Why can't our oil stocks stay up no matter what happens to the price of oil?
We've got all sorts of so-called good news about the price of oil. We have what they are calling a trade truce between China and the United States that could cause a resumption of worldwide growth on the demand side. On the supply side we have commitments from the Russians and the Saudis - odd bedfellows all - to restrict output and they had been pumping pretty heavily. We do have the wild card of Iran which has been shipping oil to those countries that didn't follow along with President Trump's decision to rebrand Iran an outlaw this morning. But anything negative for oil from Iran pumping more can and should be immediately countered by the Iranian warmongering, particularly aggressive attacks on oil tankers that normally would have sent oil up 10 bucks at a minimum.
Why can't the oil stocks catch a serious bid?
It's simple: we are producing too much to let oil stay up too long. In fact $60 is such a terrific price for companies that need to raise cash to keep drilling that the sale of futures at those prices is too bountiful to ignore. We keep a lid on oil. Our country. We should be having our own OPEC meeting made up of an organization of petroleum states with North Dakota, Colorado, Alaska, New Mexico, Louisiana and Texas presiding, with Texas being our own Saudi Arabia.
The dumb money refuses to believe it. The smart money always surfaces as a seller. At 4:45 am Exxon Mobil (XOM) was trading up $1.75. It looked like quite a day. An hour after it opened it was up about 50 cents. The pajama traders got fleeced again.
Now there are a whole lot of forces going on in our country to explain this stubborn resistance by the oil stocks to the moves we used to expect. First, we have more than doubled oil production in the last five year, taking it from a little more than five to almost 12 million barrels a day. Second, according to Scott Sheffield, the man who first predicted that doubling on Mad Money, we should be up to 17 million barrels in another five years. Or maybe more. His last appearance on Mad Money not that long ago sent a shudder through me given that Action Alerts PLUS owns some oil stocks that have been real duds, even as we were lucky enough to own Anadarko (APC) itself.

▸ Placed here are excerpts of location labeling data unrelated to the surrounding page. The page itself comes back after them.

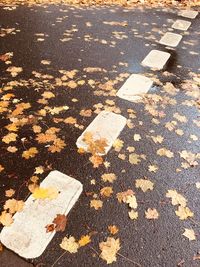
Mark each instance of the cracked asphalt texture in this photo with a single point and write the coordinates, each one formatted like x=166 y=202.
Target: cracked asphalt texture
x=156 y=243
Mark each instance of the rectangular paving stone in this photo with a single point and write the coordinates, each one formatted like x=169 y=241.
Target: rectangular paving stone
x=191 y=14
x=106 y=125
x=171 y=39
x=182 y=25
x=134 y=86
x=27 y=235
x=156 y=59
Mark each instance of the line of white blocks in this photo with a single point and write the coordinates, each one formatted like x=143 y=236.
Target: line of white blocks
x=27 y=235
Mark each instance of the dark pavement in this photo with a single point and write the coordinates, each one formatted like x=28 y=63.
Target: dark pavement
x=116 y=40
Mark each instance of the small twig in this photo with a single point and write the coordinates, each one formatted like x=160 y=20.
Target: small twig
x=137 y=264
x=59 y=258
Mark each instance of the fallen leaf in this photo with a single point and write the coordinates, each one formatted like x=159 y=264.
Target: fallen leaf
x=60 y=222
x=108 y=177
x=190 y=234
x=6 y=218
x=109 y=249
x=133 y=215
x=113 y=229
x=96 y=204
x=30 y=153
x=151 y=214
x=85 y=239
x=69 y=244
x=144 y=184
x=184 y=212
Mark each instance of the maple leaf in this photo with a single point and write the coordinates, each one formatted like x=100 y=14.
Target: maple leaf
x=69 y=244
x=144 y=184
x=9 y=193
x=118 y=144
x=14 y=205
x=184 y=212
x=57 y=146
x=12 y=149
x=10 y=137
x=84 y=240
x=151 y=214
x=30 y=153
x=60 y=222
x=152 y=168
x=133 y=215
x=134 y=158
x=70 y=120
x=177 y=199
x=109 y=249
x=113 y=229
x=106 y=191
x=96 y=160
x=136 y=137
x=6 y=218
x=108 y=177
x=44 y=193
x=190 y=234
x=96 y=204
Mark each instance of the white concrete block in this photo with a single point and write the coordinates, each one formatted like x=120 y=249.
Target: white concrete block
x=182 y=25
x=134 y=86
x=156 y=59
x=191 y=14
x=27 y=235
x=106 y=125
x=171 y=39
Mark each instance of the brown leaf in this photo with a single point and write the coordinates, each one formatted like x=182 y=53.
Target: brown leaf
x=60 y=221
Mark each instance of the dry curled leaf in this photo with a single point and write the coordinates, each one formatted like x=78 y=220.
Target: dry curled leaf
x=109 y=249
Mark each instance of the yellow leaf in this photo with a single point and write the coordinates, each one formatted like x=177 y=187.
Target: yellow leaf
x=177 y=199
x=113 y=229
x=43 y=193
x=85 y=239
x=134 y=158
x=11 y=137
x=6 y=218
x=144 y=184
x=190 y=234
x=106 y=191
x=96 y=204
x=9 y=193
x=133 y=215
x=69 y=244
x=30 y=153
x=13 y=205
x=109 y=249
x=108 y=177
x=184 y=212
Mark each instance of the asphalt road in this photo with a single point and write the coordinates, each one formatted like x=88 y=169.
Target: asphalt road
x=116 y=40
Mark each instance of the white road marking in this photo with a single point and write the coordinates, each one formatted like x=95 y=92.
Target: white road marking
x=182 y=25
x=134 y=86
x=106 y=125
x=191 y=14
x=156 y=59
x=171 y=39
x=27 y=235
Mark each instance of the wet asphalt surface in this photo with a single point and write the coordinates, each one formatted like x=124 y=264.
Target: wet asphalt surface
x=151 y=243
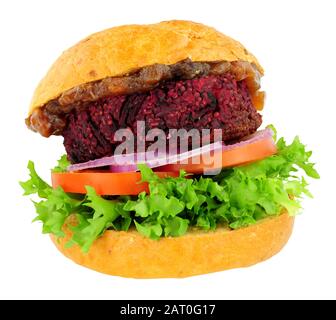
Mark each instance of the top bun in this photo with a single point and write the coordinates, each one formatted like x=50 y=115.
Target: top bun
x=121 y=50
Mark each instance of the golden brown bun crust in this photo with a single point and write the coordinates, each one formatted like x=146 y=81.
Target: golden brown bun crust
x=120 y=50
x=128 y=254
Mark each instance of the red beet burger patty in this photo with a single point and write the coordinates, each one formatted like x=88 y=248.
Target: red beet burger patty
x=209 y=102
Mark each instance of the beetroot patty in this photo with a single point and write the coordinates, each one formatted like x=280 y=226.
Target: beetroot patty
x=210 y=102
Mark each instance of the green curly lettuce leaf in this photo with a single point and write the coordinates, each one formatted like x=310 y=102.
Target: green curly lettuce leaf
x=235 y=198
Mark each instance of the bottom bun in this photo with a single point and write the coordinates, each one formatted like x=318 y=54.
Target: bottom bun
x=128 y=254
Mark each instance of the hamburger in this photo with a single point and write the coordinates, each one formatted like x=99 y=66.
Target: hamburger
x=134 y=196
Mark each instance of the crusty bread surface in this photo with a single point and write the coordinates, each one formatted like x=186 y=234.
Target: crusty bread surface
x=129 y=254
x=121 y=50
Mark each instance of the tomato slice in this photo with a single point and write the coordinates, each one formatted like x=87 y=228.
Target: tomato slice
x=238 y=155
x=105 y=183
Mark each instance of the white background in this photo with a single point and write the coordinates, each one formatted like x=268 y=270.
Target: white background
x=294 y=41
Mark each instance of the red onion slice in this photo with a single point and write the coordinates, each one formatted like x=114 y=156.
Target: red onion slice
x=129 y=162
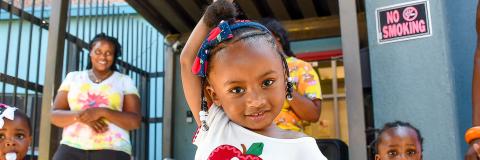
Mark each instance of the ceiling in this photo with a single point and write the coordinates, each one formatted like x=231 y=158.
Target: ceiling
x=303 y=19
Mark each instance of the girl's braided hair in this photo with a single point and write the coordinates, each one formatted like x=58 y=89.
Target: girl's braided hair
x=221 y=15
x=116 y=45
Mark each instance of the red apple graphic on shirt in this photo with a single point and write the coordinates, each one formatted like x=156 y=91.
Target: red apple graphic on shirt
x=228 y=152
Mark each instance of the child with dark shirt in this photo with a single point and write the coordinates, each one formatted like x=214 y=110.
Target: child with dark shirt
x=15 y=136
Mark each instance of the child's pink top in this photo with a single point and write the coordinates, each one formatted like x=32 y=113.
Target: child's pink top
x=224 y=140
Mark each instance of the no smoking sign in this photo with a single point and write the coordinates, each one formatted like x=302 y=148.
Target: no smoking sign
x=404 y=21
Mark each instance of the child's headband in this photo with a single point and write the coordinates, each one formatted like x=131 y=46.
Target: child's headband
x=6 y=112
x=216 y=36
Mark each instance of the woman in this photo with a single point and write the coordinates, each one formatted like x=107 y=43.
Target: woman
x=97 y=107
x=305 y=104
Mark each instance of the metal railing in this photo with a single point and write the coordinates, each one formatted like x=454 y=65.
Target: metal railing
x=23 y=51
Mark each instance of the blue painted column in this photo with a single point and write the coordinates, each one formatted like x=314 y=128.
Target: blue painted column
x=427 y=81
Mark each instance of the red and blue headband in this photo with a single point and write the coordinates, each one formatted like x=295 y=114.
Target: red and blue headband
x=6 y=112
x=217 y=35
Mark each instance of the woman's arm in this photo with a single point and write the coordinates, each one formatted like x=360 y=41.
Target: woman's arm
x=305 y=108
x=129 y=118
x=476 y=77
x=191 y=82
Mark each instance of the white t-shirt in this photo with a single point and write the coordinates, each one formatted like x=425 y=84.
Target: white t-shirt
x=83 y=94
x=227 y=140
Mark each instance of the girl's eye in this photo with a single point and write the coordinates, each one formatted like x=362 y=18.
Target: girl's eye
x=411 y=152
x=237 y=90
x=392 y=153
x=267 y=83
x=20 y=136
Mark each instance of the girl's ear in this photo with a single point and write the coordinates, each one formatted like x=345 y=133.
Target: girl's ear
x=212 y=95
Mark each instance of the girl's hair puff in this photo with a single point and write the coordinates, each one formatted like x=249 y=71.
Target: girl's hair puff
x=222 y=10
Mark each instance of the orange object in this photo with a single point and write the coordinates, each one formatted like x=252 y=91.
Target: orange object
x=472 y=134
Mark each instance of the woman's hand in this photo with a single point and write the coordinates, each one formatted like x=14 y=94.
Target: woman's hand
x=91 y=114
x=231 y=1
x=99 y=126
x=473 y=152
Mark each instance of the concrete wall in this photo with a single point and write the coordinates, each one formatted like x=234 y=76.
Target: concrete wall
x=182 y=131
x=427 y=81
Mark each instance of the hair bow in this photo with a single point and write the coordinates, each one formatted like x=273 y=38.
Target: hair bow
x=216 y=36
x=6 y=112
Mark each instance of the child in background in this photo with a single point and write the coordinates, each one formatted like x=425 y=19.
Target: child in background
x=243 y=72
x=399 y=140
x=15 y=136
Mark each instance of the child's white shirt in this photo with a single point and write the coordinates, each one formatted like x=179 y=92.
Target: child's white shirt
x=224 y=140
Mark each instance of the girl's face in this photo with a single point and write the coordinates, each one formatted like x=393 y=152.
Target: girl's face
x=102 y=55
x=14 y=137
x=399 y=143
x=248 y=81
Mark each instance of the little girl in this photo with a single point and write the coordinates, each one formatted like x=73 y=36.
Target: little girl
x=245 y=76
x=399 y=140
x=15 y=133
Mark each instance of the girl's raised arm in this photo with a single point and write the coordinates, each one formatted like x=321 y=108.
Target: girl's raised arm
x=191 y=82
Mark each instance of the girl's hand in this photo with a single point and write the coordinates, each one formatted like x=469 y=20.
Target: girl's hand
x=91 y=114
x=99 y=126
x=473 y=152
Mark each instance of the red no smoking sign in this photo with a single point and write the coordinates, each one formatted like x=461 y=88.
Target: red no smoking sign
x=404 y=21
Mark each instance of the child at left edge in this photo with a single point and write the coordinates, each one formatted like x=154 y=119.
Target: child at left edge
x=15 y=133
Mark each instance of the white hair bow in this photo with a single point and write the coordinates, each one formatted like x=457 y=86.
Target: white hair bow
x=8 y=113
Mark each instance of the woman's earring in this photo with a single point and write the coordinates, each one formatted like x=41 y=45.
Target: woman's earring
x=289 y=89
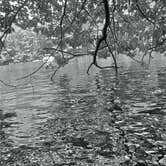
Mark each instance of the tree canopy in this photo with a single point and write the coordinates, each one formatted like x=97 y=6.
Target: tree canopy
x=108 y=27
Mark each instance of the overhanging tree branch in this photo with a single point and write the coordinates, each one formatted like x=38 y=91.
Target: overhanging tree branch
x=104 y=35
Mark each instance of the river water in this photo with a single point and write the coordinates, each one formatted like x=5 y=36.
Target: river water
x=75 y=103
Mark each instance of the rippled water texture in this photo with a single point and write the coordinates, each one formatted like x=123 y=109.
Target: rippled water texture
x=76 y=115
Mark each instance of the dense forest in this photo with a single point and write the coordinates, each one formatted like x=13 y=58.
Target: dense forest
x=105 y=28
x=109 y=120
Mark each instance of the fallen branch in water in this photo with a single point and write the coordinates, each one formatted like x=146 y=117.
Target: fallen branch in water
x=6 y=84
x=26 y=76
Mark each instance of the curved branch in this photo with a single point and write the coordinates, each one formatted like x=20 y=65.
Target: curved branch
x=104 y=35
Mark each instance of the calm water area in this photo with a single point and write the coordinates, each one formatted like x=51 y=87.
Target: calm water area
x=76 y=104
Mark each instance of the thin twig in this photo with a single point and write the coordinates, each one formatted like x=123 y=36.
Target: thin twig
x=103 y=37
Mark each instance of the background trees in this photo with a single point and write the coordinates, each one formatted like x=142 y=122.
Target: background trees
x=111 y=26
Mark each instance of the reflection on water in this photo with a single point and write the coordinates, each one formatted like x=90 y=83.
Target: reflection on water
x=39 y=108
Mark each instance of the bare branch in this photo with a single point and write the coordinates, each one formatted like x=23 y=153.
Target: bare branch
x=26 y=76
x=6 y=84
x=104 y=34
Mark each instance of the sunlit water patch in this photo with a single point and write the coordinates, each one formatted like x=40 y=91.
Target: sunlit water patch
x=83 y=119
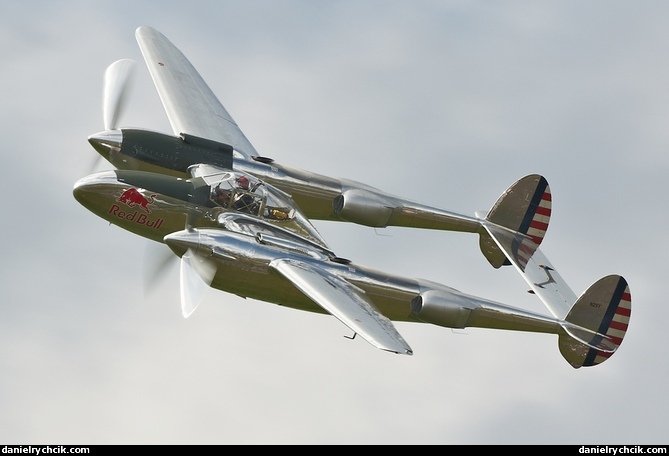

I know that Chevron (CVX) wanted to pay a great deal for Anadarko because of those Permian possibilities. But Vicki Hollub, the CEO of Occidental (OXY) seemed to be willing to pay any price to get that acreage. She must be ready to drill 10,000 wells. She will have to if she wants a payback equal to the 8% money she borrowed from the esteemed Warren Buffett who sure extracted his bond this time.
Why can't we absorb all of this oil and, instead, are exporting about 8 million barrels a day even as we import almost 10 million barrels (mismatch related to types of crude - most of our exports are non-crude oils) We have good growth in the country so shouldn't we have to import much more?
First, the technology keeps getting better and better. Our rig count is down year over year but our increase could be as much as a million barrels a day.
Second, natural gas is almost worthless so almost all new drilling is crude-related.
Third, we have gigantic conservation efforts - electricity use is down 7% year over year, and as one of my oil experts, Kyle Cooper, explains, a lot of that is because of the change in more conservation-oriented light bulbs. So even though we keep upping our export figures for natural gas to about 6 million bcf per day, up from nothing just a few years ago, we are still flaring more than we are using!
Given those circumstances it's hard to justify an investment in the group. Couple that with millennial investment managers who regard oil like coal, a dirty wasting asset, and you have stocks that even on the biggest up days for oil, can't get out of their own way.